Lynda Broadwell, the CSEA negotiator for the union’s county workers, said the formation of the LDC would be detrimental to both the employees and to the home’s patients. She and others argued the board was effectively washing its hands of the fate of the Manor by creating the LDC.
“Ultimately, the responsibility lies with you no matter how far you try to distance yourself from it,” Broadwell said.
The proposal to form the LDC is expected to be taken up by the Board of Representatives at its meeting at 10 a.m. on Wednesday. The meeting will be held at the Otsego Meadows office complex because it is anticipated that a large crowd of people will be in attendance.
Rep. Keith McCarty, R-Springfield, who has opposed the privatization of the Manor, said he plans to vote against the LDC option, wihch has been recommended by a lawyer retained by the board, Shawn Griffin of the law firm Harris Beach, as well as by County Attorney Ellen Coccoma.
“We were elected to do a job,” McCarty said. “We’ve hired a consultant. We’ve hired an attorney. What do we need another board for? If there is dirty work to do, I guess we should be doing it.”
Rep. Katherine Stuligross, D-Oneonta, the chairwoman of the board’s Manor Committee, said she remains convinced that forming the LDC to handle the sale of the Manor is the best path for selling a property costing the county millions of dollars a year.
“You know and I know that we have looked at lots of options,” Stuligross said.

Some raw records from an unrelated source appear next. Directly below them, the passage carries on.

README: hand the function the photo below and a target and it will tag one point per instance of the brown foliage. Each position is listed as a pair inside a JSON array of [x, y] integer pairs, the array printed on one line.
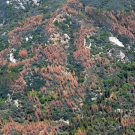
[[23, 53], [47, 84], [94, 108], [36, 70]]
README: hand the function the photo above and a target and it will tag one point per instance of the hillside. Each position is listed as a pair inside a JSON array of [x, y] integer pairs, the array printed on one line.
[[67, 67]]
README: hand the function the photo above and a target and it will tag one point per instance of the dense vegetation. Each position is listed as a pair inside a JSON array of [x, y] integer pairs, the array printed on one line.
[[59, 72]]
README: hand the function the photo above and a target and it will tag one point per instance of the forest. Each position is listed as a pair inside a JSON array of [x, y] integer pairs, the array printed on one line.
[[59, 72]]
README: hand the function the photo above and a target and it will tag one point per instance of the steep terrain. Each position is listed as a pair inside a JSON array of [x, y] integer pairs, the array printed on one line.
[[67, 67]]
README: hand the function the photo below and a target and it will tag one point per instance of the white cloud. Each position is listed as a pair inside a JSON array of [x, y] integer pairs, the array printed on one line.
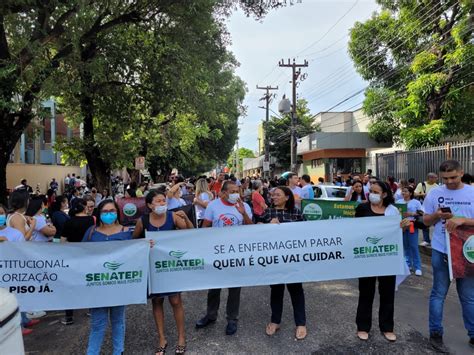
[[285, 32]]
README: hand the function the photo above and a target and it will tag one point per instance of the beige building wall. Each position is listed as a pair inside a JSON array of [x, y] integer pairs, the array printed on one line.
[[360, 121], [40, 174]]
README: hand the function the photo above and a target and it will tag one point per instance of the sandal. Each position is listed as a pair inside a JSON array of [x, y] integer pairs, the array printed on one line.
[[364, 336], [161, 350], [390, 336], [301, 332], [272, 328], [180, 349]]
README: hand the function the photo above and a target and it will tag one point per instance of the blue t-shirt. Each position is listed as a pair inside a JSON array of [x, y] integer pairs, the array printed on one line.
[[461, 203], [96, 236], [412, 206]]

She also noted that the LDC would have no financial overheard and that none of its board members would be paid, despite claims to the contrary by some critics of the plan.

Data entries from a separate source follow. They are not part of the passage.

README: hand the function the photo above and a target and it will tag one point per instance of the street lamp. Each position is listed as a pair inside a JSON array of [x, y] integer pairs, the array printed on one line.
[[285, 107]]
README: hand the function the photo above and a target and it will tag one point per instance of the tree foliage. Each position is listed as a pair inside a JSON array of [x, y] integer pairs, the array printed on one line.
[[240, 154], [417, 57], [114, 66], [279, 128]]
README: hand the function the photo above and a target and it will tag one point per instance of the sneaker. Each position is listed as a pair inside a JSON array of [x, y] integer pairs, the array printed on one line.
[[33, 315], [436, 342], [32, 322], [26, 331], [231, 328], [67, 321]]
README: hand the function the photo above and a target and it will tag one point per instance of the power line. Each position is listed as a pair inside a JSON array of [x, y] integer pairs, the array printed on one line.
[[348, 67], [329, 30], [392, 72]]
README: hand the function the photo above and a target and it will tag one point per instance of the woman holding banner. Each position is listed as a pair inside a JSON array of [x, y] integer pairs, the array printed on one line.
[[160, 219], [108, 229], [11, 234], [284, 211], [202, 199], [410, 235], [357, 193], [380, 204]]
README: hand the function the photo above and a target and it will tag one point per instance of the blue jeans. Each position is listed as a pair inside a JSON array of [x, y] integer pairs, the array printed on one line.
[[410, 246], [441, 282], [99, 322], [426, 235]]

Noting that the Manor’s net deficit stood at more than $11 million at the end of 2012, Stuligross said of the LDC option: “This makes sense because it’s a faster process. I want it done as rapidly as possible.”
In February, the board had given brief consideration to a plan framed by Rep. John Kosmer, D-FLy Creek, that would have provided county representatives with direct feedback from citizens on whether they would accept a sales tax increase to help bridge the Manor financial gap. That plan withered when most board members questioned whether it was feasible to survey county residents on the proposal.
Dr. John Davis, 82, a retired physician from Middlefield, said the board was taking a “Big Daddy” approach in its dealings with county residents instead of listening to their input. He urged the lawmakers to “slow down” the push to sell the Manor, arguing more time was needed to ponder the ramifications of privatizing the public asset.
Ron Bishop, a State University College at Oneonta professor, and Adrian Kuzminski, moderator of the anti-drilling group Sustainable Otsego, both accused board members of being far too passive in the face of Albany’s move to cut reimbursement rates for Medicaid patients.
“It’s probably not tenable to get all the money you want to get from Albany,” said Bishop. “But you should be kicking and screaming for more than you’re getting now.”
One advocate for the Manor, Randy Velez of Cooperstown, accused the board of rushing to sell the home and holding the public hearing merely because it was “a checkoff on a list” on the way to having the LDC handle the sale. He said if the board was serious about considering other options, it would replace Rep. James Powers, R-Butternuts, as its chief labor negotiator because Powers has shunned the union.
Powers later said he sees no point in sitting down with the union. “You’d have to ask them to work for no pay,” he said, adding that keeping the Manor in county hands would lead to significant property tax hikes that would cause some senior citizens to lose their homes.
The Harris Beach lawyer, Shawn Griffin, said if the LDC is created, its meetings would be subject to the state Open Meetings Law, and its activities would be subject to the Freedom of Information Law. He said other counties that have been guided by his firm as they look to shed their nursing homes have agreed that the financial books of the LDCs that were created would be open to inspection by the state comptroller’s office.
If the Manor is offered for sale, county officials have no estimates yet as to how much a potential buyer might pay for the facility, Stuligross said.